Di Samudra Pasai, jejak Cheng Ho terdokumentasikan pada situs Cakra Donya, yang diberikan kerajaan Ming, dengan pembesar di Pasai. Simbol pertukaran kebudayaan untuk saling menghormati dan membangun komunikasi antar penguasa. Selanjutnya, jejak Cheng Ho juga dapat ditemui di beberapa kawasan: Palembang, Cirebon, Semarang, Lasem, dan beberapa kota di pesisir Jawa dan Kalimantan.
Sampai sekarang, Laksamana Cheng Ho menjadi ingatan penting bagi warga di berbagai kawasan di negeri ini. Jejak Cheng Ho diabadikan dalam berbagai masjid, hingga sering dikisahkan dalam perayaan budaya di beberapa klenteng di pesisir Jawa. Beberapa kelompok muslim Tionghoa, bahkan membangun masjid-masjid berarsitektur Tiongkok, untuk mengenang sumbangsih Cheng Ho bagi perkembangan Islam di negeri ini.
Kisah Cheng Ho seharusnya menjadi penanda betapa kebudayaan Tiongkok berpengaruh pada perkembangan Islam di Indonesia. Pengaruh ini, yang fakta historisnya dapat dilacak di beberapa kawasan pesisir Sumatra dan Jawa, menjadi penanda betapa orang Tionghoa bukan ‘orang asing’ dalam membentuk peradaban Nusantara. Pengaruh muslim Tionghoa, yang sebagian darinya, merupakan pengikut Laksamana Cheng Ho, merupakan catatan sejarah penting bagi kita untuk membaca Indonesia masa kini.
Pengaruh kebudayaan Tionghoa dalam perkembangan Islam di Indonesia, tidak perlu disembunyikan. Seharusnya, kita memaknai pengaruh ini dalam ruang yang seimbang dengan pengaruh Arab-Hadrami dan Gujarat dalam membentuk narasi sekaligus identitas Islam Indonesia. Kita bisa memaknai, bahwa yang Tionghoa tidak semuanya “kafir”, dan yang Arab tidak mesti muslim kaffah.
Menyelami narasi jalur sutra maritim dan kisah Laksamana Cheng Ho, kita dapat memaknai betapa kebudayaan Tiongkok juga memiliki pengaruh penting dalam membentuk identitas Islam di negeri ini. Bahwa, pilar-pilar Islam di Indonesia, disangga oleh sebagian entitas dan nilai-nilai kebudayaan Tionghoa.
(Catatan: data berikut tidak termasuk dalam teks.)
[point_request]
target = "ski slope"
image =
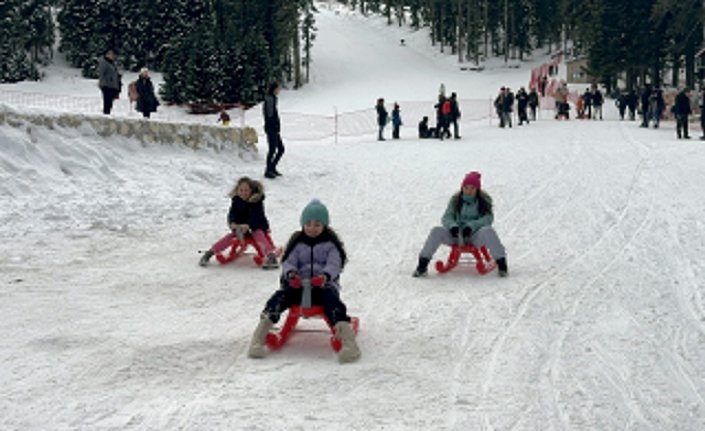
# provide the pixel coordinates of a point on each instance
(109, 323)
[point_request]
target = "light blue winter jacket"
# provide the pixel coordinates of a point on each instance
(312, 260)
(469, 214)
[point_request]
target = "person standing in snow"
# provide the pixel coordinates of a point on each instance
(315, 253)
(396, 121)
(681, 109)
(454, 115)
(597, 101)
(382, 118)
(522, 102)
(108, 80)
(533, 103)
(644, 99)
(146, 100)
(656, 106)
(272, 128)
(467, 220)
(246, 217)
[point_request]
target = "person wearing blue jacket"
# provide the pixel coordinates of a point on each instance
(467, 219)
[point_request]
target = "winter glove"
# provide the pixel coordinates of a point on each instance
(293, 279)
(319, 280)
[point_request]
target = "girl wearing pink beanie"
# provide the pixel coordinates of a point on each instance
(467, 219)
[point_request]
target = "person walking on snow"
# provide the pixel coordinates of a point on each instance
(467, 220)
(382, 118)
(108, 80)
(682, 109)
(246, 217)
(396, 121)
(272, 128)
(455, 115)
(315, 253)
(146, 100)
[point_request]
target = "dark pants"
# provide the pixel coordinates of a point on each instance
(456, 128)
(276, 151)
(109, 95)
(682, 126)
(327, 297)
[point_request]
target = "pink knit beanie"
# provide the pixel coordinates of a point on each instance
(472, 179)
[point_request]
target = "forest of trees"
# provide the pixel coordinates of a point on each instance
(635, 40)
(226, 51)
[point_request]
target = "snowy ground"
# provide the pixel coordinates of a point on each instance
(108, 323)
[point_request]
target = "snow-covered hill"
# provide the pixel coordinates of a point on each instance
(108, 322)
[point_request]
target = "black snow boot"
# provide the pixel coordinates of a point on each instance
(502, 267)
(206, 257)
(422, 268)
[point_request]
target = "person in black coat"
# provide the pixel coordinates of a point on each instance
(382, 118)
(522, 102)
(681, 109)
(587, 101)
(272, 128)
(425, 132)
(108, 80)
(146, 100)
(454, 115)
(645, 98)
(597, 101)
(246, 217)
(632, 102)
(533, 103)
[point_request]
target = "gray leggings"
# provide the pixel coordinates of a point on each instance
(484, 236)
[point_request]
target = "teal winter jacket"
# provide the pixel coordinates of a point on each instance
(474, 211)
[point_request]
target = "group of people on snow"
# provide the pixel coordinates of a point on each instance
(140, 91)
(315, 254)
(504, 105)
(589, 104)
(447, 114)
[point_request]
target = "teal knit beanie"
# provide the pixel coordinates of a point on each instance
(315, 210)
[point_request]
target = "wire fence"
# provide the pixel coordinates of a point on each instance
(296, 126)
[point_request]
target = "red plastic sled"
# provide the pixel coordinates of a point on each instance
(238, 248)
(483, 261)
(277, 339)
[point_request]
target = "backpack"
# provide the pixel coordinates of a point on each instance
(132, 91)
(446, 108)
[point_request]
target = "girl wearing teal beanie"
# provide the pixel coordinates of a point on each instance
(315, 253)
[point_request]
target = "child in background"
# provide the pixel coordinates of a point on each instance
(469, 213)
(224, 118)
(246, 215)
(316, 253)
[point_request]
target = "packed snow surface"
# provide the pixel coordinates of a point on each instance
(109, 323)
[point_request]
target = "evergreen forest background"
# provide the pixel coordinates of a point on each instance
(226, 51)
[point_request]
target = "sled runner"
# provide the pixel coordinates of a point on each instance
(277, 339)
(481, 257)
(240, 245)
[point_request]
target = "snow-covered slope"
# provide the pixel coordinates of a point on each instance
(108, 322)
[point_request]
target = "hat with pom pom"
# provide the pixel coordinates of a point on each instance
(472, 179)
(315, 210)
Baik jalur sutra maritim maupun inisiasi “one belt one road”, meski berbeda kurun waktu dan konstelasi zamannya, keduanya menempatkan negeri ini dalam dinamika diplomasi internasional. Memaknai narasi jalur sutra maritim sekaligus mensikapi inisiasi proyek OBOR, menjadi tantangan Indonesia masa kini dan mendatang [Munawir Aziz].